The fate of some Constellation contracts remains unclear, as NASA has not decided whether to use those contracts to build the Space Launch System, a heavy-lift rocket with a 130-ton lift capacity that Congress ordered the space agency to construct in the NASA Authorization Act of 2010.

The rocket’s prescribed lift capability resembles that of the Ares 5, which was to have been the cargo-hauling vehicle for Moon-bound missions under Constellation. Ares 5’s design is based closely on the smaller Ares 1 crew launching rocket, which was well under development when the White House proposed canceling Constellation and taking NASA’s human spaceflight program in a new direction.

Boeing Space Exploration, Houston, ATK Aerospace Systems, Magna, Utah, and Pratt & Whitney Rocketdyne, Canoga Park, Calif., hold contracts to build key components of the now-canceled Ares 1.

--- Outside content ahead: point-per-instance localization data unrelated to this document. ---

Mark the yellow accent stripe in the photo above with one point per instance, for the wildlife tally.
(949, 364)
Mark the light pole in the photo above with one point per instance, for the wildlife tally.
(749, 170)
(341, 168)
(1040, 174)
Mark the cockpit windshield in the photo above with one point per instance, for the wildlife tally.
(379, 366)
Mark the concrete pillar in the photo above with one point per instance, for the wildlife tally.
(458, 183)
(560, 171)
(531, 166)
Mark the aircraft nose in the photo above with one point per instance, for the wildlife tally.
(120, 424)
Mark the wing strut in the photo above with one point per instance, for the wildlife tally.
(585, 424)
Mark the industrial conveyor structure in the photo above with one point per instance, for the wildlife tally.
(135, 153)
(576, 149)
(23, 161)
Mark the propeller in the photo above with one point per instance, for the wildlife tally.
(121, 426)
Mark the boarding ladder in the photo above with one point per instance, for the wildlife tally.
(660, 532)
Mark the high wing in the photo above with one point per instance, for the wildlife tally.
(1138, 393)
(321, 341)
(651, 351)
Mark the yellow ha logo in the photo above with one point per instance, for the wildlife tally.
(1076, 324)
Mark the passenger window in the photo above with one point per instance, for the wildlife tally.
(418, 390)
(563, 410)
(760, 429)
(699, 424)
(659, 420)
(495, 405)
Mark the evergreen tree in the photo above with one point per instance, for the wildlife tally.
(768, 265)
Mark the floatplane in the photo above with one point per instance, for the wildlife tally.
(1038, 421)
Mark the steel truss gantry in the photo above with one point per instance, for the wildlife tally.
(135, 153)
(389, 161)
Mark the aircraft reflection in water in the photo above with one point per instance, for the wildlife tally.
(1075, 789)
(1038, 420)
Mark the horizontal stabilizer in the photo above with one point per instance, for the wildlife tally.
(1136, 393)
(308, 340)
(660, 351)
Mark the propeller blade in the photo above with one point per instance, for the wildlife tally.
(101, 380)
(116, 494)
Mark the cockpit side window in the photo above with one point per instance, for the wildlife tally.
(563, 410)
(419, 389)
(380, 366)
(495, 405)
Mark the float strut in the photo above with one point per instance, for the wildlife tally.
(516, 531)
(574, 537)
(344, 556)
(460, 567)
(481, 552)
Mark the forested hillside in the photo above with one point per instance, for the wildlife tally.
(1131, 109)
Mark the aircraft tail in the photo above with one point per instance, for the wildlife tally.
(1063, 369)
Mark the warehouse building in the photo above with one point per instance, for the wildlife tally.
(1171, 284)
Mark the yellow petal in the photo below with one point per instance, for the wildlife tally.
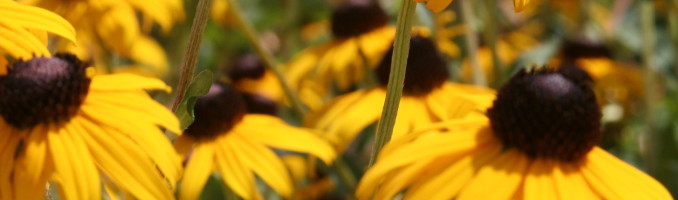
(520, 5)
(275, 133)
(124, 161)
(426, 147)
(198, 170)
(265, 164)
(571, 184)
(504, 175)
(448, 183)
(33, 167)
(74, 168)
(8, 145)
(235, 174)
(539, 181)
(614, 179)
(437, 5)
(121, 82)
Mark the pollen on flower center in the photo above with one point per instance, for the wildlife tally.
(548, 114)
(217, 112)
(43, 90)
(355, 17)
(426, 69)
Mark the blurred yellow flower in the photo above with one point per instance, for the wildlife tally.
(238, 145)
(427, 98)
(83, 134)
(538, 141)
(360, 39)
(23, 31)
(440, 5)
(117, 27)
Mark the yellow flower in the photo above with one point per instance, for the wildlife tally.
(83, 133)
(440, 5)
(360, 39)
(538, 142)
(120, 27)
(23, 31)
(427, 98)
(238, 145)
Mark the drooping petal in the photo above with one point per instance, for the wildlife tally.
(265, 164)
(275, 133)
(198, 170)
(448, 183)
(74, 169)
(614, 179)
(235, 174)
(124, 162)
(33, 167)
(504, 175)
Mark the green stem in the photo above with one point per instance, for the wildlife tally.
(396, 79)
(345, 174)
(268, 59)
(490, 35)
(472, 42)
(191, 54)
(653, 137)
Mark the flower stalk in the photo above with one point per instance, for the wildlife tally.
(472, 42)
(265, 56)
(191, 54)
(396, 80)
(653, 141)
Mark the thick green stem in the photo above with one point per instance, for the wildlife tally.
(472, 42)
(265, 56)
(490, 35)
(653, 136)
(191, 54)
(396, 79)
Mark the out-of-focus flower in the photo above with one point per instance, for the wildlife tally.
(444, 34)
(360, 39)
(538, 142)
(23, 31)
(427, 98)
(440, 5)
(119, 27)
(238, 145)
(83, 133)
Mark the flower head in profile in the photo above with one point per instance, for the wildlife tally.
(60, 124)
(538, 141)
(427, 98)
(360, 38)
(238, 145)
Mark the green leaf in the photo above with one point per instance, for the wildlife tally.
(199, 87)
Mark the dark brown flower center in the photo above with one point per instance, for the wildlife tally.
(43, 90)
(217, 112)
(546, 113)
(426, 69)
(247, 66)
(355, 17)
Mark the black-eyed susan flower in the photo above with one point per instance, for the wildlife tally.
(361, 37)
(537, 142)
(117, 27)
(58, 124)
(238, 145)
(427, 98)
(24, 31)
(440, 5)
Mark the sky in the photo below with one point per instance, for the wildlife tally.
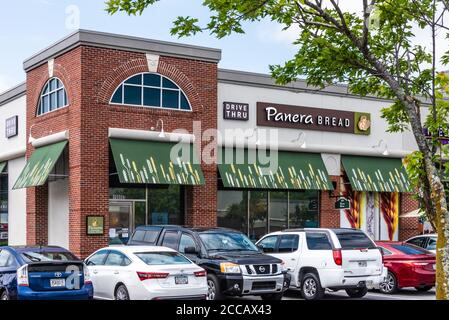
(28, 26)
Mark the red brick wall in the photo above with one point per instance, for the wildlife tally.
(408, 227)
(329, 217)
(91, 75)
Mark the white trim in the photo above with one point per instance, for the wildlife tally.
(144, 135)
(50, 139)
(12, 154)
(334, 149)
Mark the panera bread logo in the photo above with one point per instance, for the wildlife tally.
(298, 117)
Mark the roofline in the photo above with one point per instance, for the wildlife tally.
(13, 93)
(262, 80)
(121, 42)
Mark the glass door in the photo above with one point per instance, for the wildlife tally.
(120, 222)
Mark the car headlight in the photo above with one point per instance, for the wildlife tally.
(228, 267)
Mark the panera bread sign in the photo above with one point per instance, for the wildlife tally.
(297, 117)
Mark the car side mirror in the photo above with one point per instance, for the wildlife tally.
(190, 250)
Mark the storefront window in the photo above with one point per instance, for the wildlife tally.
(304, 209)
(268, 211)
(164, 206)
(3, 208)
(232, 210)
(258, 214)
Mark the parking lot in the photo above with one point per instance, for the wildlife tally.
(404, 294)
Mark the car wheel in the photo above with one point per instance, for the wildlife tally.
(121, 293)
(273, 296)
(357, 293)
(311, 287)
(213, 288)
(390, 285)
(424, 288)
(4, 295)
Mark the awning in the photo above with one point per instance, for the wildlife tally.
(39, 165)
(242, 168)
(376, 174)
(2, 166)
(155, 162)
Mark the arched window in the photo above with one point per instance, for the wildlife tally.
(151, 90)
(53, 97)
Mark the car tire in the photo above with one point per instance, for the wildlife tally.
(4, 296)
(390, 285)
(213, 288)
(311, 287)
(121, 293)
(357, 293)
(424, 288)
(273, 296)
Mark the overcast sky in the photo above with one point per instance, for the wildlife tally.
(27, 26)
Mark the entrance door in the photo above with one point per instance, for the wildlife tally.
(120, 222)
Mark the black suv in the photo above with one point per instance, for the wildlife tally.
(234, 265)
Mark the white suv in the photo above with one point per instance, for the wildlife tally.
(320, 259)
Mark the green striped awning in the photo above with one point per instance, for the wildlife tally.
(376, 174)
(154, 162)
(242, 168)
(39, 165)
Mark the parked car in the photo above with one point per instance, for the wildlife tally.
(42, 273)
(408, 266)
(145, 273)
(319, 259)
(426, 241)
(234, 265)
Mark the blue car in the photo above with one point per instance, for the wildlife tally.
(42, 273)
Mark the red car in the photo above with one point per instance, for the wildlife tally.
(408, 266)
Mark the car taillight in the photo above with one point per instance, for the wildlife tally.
(338, 259)
(22, 276)
(152, 275)
(87, 279)
(200, 273)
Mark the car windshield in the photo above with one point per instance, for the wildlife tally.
(162, 258)
(355, 240)
(409, 249)
(30, 256)
(231, 241)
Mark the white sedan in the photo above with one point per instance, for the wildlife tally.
(145, 273)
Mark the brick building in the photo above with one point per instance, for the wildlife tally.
(86, 154)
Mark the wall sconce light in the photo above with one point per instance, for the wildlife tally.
(383, 147)
(162, 133)
(255, 132)
(301, 140)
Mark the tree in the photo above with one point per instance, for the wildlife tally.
(374, 53)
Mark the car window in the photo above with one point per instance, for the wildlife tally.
(432, 244)
(162, 258)
(32, 256)
(409, 249)
(117, 259)
(185, 242)
(354, 240)
(97, 259)
(318, 241)
(139, 235)
(170, 239)
(417, 241)
(6, 259)
(288, 243)
(268, 244)
(151, 236)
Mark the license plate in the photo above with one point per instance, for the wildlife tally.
(57, 283)
(181, 280)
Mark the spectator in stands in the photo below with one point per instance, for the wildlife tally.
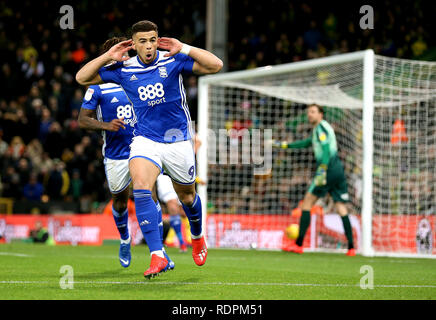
(33, 190)
(11, 184)
(58, 182)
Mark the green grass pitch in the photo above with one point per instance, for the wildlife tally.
(30, 271)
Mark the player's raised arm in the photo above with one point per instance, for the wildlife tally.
(88, 74)
(87, 121)
(205, 61)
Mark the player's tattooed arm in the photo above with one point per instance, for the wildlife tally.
(88, 121)
(205, 61)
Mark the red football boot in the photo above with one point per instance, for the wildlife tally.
(183, 248)
(199, 251)
(157, 265)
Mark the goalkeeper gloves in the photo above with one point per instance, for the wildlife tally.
(321, 176)
(280, 144)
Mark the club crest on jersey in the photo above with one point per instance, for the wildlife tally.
(88, 94)
(163, 72)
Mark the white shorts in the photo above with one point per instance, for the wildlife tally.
(165, 189)
(177, 159)
(117, 174)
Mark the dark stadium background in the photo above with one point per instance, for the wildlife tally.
(47, 162)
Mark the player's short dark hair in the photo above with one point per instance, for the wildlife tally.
(320, 109)
(109, 43)
(144, 26)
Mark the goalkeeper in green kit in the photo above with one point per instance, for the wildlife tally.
(329, 177)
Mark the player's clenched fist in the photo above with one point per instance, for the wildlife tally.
(170, 44)
(118, 51)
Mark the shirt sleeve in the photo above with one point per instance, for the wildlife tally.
(185, 63)
(92, 98)
(111, 73)
(322, 136)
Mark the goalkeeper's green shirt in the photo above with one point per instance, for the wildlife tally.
(323, 141)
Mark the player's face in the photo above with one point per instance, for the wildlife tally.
(145, 44)
(313, 115)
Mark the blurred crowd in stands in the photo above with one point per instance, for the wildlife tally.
(45, 156)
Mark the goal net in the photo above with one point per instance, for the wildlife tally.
(384, 116)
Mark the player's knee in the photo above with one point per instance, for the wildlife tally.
(187, 198)
(119, 205)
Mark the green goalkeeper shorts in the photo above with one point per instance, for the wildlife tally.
(336, 183)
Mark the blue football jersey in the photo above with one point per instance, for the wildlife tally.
(110, 102)
(157, 93)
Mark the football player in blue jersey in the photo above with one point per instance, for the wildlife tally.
(163, 135)
(106, 108)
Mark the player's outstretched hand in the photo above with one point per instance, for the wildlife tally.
(118, 51)
(321, 176)
(115, 125)
(173, 46)
(279, 144)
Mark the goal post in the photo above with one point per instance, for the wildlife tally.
(382, 110)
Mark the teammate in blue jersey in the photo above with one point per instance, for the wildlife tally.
(162, 137)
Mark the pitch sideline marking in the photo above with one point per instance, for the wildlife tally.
(15, 254)
(221, 284)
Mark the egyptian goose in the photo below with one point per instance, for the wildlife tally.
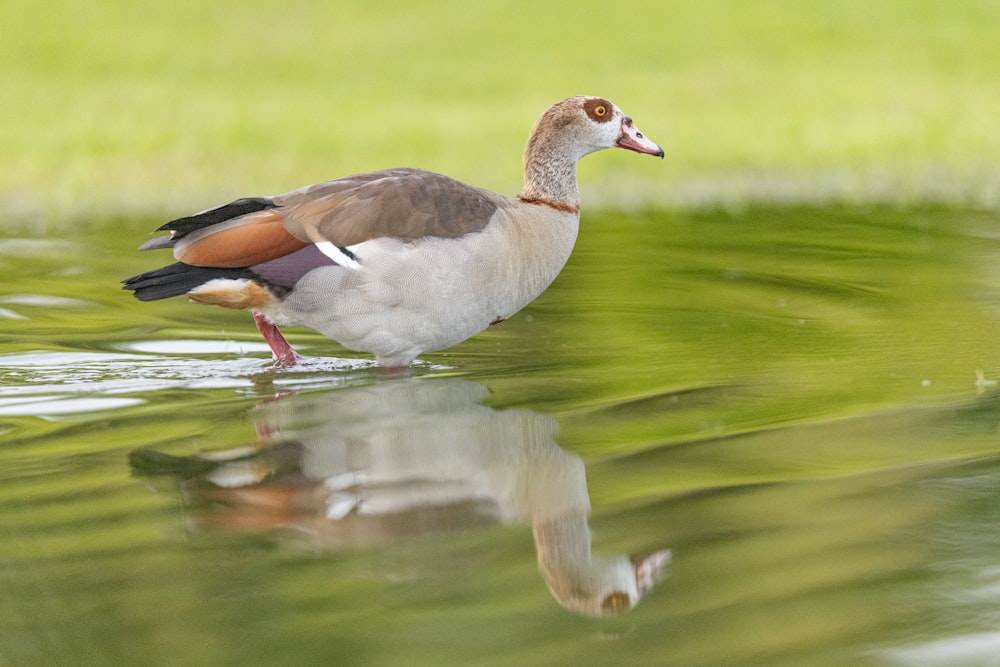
(395, 262)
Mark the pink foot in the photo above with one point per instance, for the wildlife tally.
(283, 352)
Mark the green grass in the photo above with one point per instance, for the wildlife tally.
(113, 106)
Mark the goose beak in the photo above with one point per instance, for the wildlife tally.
(634, 140)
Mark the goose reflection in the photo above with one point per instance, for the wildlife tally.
(372, 465)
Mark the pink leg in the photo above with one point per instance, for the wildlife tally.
(282, 350)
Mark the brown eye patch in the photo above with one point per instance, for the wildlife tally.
(598, 109)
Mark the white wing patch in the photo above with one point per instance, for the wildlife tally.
(338, 254)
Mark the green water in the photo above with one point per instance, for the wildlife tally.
(788, 412)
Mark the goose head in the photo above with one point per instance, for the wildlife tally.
(566, 132)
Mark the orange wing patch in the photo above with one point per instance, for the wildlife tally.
(252, 239)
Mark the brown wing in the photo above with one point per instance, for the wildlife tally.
(399, 203)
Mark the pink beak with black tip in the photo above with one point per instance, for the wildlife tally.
(634, 140)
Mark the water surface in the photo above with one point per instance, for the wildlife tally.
(762, 435)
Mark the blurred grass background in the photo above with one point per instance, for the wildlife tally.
(113, 108)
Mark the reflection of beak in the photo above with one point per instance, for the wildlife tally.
(633, 140)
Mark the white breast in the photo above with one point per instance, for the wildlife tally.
(405, 298)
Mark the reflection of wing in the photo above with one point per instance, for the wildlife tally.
(378, 464)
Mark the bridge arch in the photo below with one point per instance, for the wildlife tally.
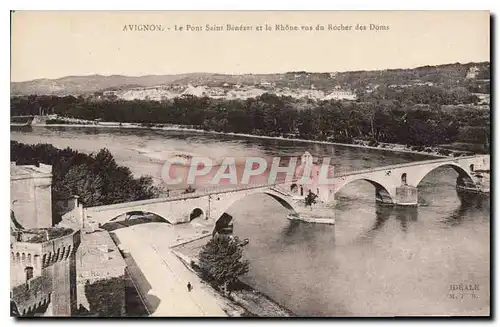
(382, 193)
(462, 172)
(281, 199)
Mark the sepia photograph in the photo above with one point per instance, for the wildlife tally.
(250, 164)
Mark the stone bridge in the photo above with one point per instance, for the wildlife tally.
(395, 184)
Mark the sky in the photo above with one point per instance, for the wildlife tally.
(56, 44)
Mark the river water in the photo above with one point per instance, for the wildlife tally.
(376, 260)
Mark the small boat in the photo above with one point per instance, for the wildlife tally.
(481, 184)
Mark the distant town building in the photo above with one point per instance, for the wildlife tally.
(31, 195)
(472, 72)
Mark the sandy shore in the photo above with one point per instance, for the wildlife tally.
(383, 146)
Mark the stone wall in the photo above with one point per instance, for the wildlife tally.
(31, 201)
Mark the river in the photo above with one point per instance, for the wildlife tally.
(375, 261)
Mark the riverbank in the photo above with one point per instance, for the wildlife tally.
(393, 147)
(254, 303)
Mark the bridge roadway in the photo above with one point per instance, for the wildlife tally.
(212, 203)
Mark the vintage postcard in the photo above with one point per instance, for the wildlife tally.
(250, 164)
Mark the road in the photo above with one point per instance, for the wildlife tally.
(161, 277)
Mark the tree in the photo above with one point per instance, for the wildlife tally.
(221, 260)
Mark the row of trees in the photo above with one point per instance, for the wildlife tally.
(378, 119)
(97, 179)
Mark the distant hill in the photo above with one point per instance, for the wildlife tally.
(445, 75)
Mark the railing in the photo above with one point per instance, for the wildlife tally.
(219, 190)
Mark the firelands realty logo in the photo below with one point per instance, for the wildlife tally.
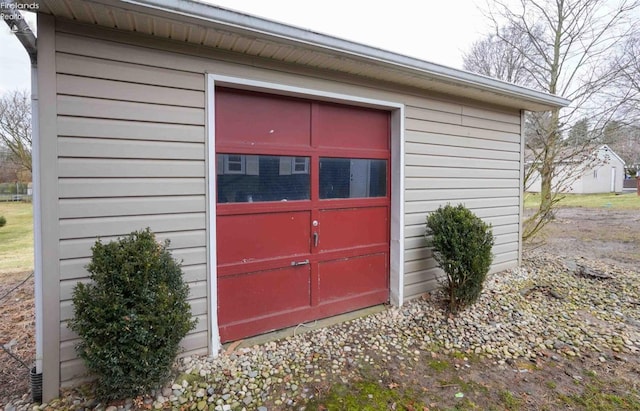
(9, 12)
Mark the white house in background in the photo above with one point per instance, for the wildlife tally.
(291, 170)
(601, 172)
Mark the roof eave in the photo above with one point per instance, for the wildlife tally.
(532, 99)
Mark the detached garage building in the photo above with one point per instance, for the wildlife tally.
(292, 171)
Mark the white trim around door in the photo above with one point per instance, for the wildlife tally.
(396, 281)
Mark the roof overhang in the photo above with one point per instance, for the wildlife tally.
(215, 27)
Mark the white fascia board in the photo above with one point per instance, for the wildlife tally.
(214, 14)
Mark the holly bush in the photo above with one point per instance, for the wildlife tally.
(132, 316)
(461, 245)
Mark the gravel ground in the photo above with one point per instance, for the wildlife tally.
(543, 309)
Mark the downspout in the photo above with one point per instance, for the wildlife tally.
(11, 15)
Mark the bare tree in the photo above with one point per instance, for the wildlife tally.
(495, 57)
(566, 47)
(626, 87)
(15, 126)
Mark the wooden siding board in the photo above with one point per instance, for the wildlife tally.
(412, 183)
(129, 206)
(457, 130)
(124, 71)
(452, 194)
(474, 204)
(133, 92)
(450, 170)
(418, 137)
(95, 128)
(106, 148)
(468, 163)
(125, 110)
(104, 168)
(119, 226)
(512, 117)
(461, 152)
(129, 187)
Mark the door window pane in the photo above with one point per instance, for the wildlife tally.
(252, 178)
(352, 178)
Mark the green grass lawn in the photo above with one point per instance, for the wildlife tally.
(16, 238)
(627, 201)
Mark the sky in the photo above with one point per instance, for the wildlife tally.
(436, 31)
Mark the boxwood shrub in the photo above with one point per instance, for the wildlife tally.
(132, 316)
(461, 245)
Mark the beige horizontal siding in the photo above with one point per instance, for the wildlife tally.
(130, 206)
(131, 154)
(74, 167)
(123, 71)
(120, 90)
(107, 148)
(129, 187)
(88, 128)
(125, 110)
(460, 154)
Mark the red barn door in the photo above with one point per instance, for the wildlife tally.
(303, 200)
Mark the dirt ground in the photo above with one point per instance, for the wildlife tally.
(448, 381)
(602, 234)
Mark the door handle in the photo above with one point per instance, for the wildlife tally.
(297, 263)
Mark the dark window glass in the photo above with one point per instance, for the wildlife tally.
(352, 178)
(248, 178)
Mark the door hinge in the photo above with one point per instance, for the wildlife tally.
(297, 263)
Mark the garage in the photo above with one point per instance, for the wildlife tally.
(302, 214)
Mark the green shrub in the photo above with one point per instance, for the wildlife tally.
(132, 316)
(462, 248)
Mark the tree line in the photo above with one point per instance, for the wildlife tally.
(584, 50)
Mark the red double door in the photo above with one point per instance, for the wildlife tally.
(303, 201)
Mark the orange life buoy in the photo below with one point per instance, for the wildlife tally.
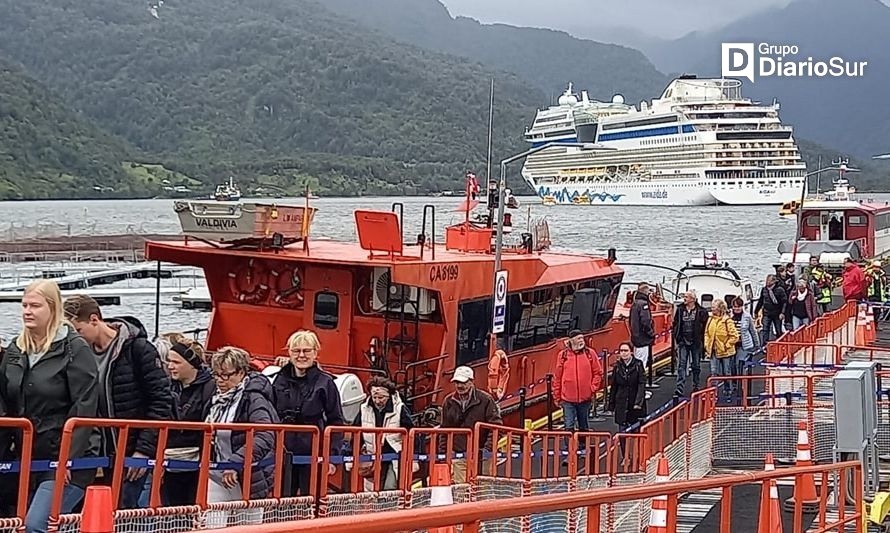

NASA is expected to make a decision on the design of the congressionally mandated heavy-lifter sometime in the coming weeks. Braukus declined to set a date for that announcement, saying NASA is still “working through the integrated acquisition strategy” for heavy-lift launcher procurement.

The Multi-Purpose Crew Vehicle, also mandated by the 2010 authorization act, is the space capsule formerly known as Orion. Orion was designed as part of Constellation and NASA said in May that it would adapt the vehicle to fulfill Congress’ mandate for a new U.S. crew transporter. Lockheed Martin Space Systems of Denver holds the contract to build the capsule.